お寺などによくありますが、山にはありません。さっき、もう少し葉の細いササがありましたが、あれはアズマザサです。この前NHKで牧野富太郎をしていましたが、あそこで奥さんの話がありました。壽衛子さんですが、牧野は自分が見つけたアズマササの変種にスエコザサと命名しました。
 ササは笹と書きますが、あれは国字、日本で作った漢字です。多分世界のどこにでもある竹という意味でしょう。日本人にはありふれた植物ですが、ササは中国では揚子江以南、日本よりずっと南にしかありません。イネ科で大量にあって常緑であるのはユーラシアでも北アメリカでも中緯度以北には全くありません。日本列島だけが例外なのです。それは日本が湿潤だからです。実はこれがシカにとって重要で、食物が乏しい冬に常緑の植物が大量にあるのですから、またとない食料になるわけです。そういうわけで、日本人にとってありふれたササというのが世界的にはめっずらしいものだということです」
 そこで時間を見ると1時間近くが経っていました。ところが記録用紙をみると11の区画(橋と橋の間)のうちまだ2つしか進んでいません。
「ちょっと急ぎましょう」
みんなが笑いました。
小川橋を超えた時、それまで歩いていた南岸から北岸に移りました。そこにはアマナの葉がたくさんありました。これだけあればもしかしたら一つくらい花が咲いているかもしれないと思って探しましたが、見つかりませんでした。アマナは4月の第1週に咲きます。1ヶ月も早いのだから、仕方ありませんが、今年は暖かいからもしかしたらと思ったのです。諦めて先を急ごうと思っていた時、列の後ろの方から「せんせーい!」と豊口さんが大声をあげました。
「アマナがあったんだな」
と思って行くと、まさにそうでした。
「良かったですね」
とみんなで眺めました。


アマナ

 その後はやや急ぎ足で進みましたが、いこい橋を超えたところで、シュンランが見つかりました。


シュンラン

 地味な花なので見過ごしがちです。

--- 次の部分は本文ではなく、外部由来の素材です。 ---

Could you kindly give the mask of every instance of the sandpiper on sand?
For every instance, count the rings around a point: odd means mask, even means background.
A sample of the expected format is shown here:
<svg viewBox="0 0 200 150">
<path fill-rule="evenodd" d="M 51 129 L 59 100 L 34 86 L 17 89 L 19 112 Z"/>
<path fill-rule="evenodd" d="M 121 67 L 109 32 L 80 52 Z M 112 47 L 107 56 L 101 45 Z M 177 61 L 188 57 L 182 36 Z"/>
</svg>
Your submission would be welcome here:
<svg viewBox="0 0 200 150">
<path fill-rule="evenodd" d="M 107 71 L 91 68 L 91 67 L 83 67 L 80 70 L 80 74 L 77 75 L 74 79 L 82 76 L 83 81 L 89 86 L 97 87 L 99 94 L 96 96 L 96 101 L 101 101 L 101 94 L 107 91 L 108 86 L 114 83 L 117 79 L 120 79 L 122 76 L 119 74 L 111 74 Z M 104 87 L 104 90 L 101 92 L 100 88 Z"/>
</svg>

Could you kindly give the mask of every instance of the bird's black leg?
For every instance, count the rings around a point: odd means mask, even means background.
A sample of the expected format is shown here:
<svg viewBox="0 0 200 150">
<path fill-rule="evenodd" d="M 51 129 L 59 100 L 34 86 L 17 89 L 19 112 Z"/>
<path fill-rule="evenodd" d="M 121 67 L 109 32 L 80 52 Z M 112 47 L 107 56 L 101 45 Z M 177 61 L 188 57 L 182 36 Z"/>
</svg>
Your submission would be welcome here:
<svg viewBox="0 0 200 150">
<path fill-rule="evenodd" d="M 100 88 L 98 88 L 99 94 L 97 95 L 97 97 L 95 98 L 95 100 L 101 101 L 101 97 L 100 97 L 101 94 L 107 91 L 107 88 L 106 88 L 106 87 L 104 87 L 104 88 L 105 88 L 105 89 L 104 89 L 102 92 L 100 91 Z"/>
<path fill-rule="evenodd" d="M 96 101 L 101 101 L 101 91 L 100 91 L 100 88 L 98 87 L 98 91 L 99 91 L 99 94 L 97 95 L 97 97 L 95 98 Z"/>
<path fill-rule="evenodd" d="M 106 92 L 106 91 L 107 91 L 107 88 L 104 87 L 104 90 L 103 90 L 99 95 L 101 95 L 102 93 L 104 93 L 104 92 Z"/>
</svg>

おもしろいことに、そう思って辺りをみると、他にもいくつかありました。
「あると思ってみれば見つかるんだよ。これまでもきっと見落としてるな。もう一度見ないといけないな」

 そうして上水公園に達しました。この辺りになると、しょっちゅう歩いているので「ナワバリ」感があります。
「この辺りは小平らしい景観ですが、多分1週間たてば新しい緑がぐっと増えます。1ヶ月経てば様変わりです。そのくらい早春の林の変化は劇的です」
鷹野橋について締めくくりました。
「時計を見たら1時になっていました。いつも予定より少し伸びるのですが、今日は大幅に伸びてしまってすみません。お腹もすきましたね。今日は少し長めの距離を歩いて、花マップの記録の仕方を見てもらいました。いろいろ観察できて楽しかったです。花マップはこれから春の号のための情報収集をします。それから玉川上水の違う場所を選んで参加できる人が普段歩かないところを歩くようにすることを予定しています。観察会の方は解説だけでなく、簡単な調査の要素を入れて続けます。では解散とします。ご苦労様でした」

今回も写真は豊口信行さん撮影です。ありがとうございました。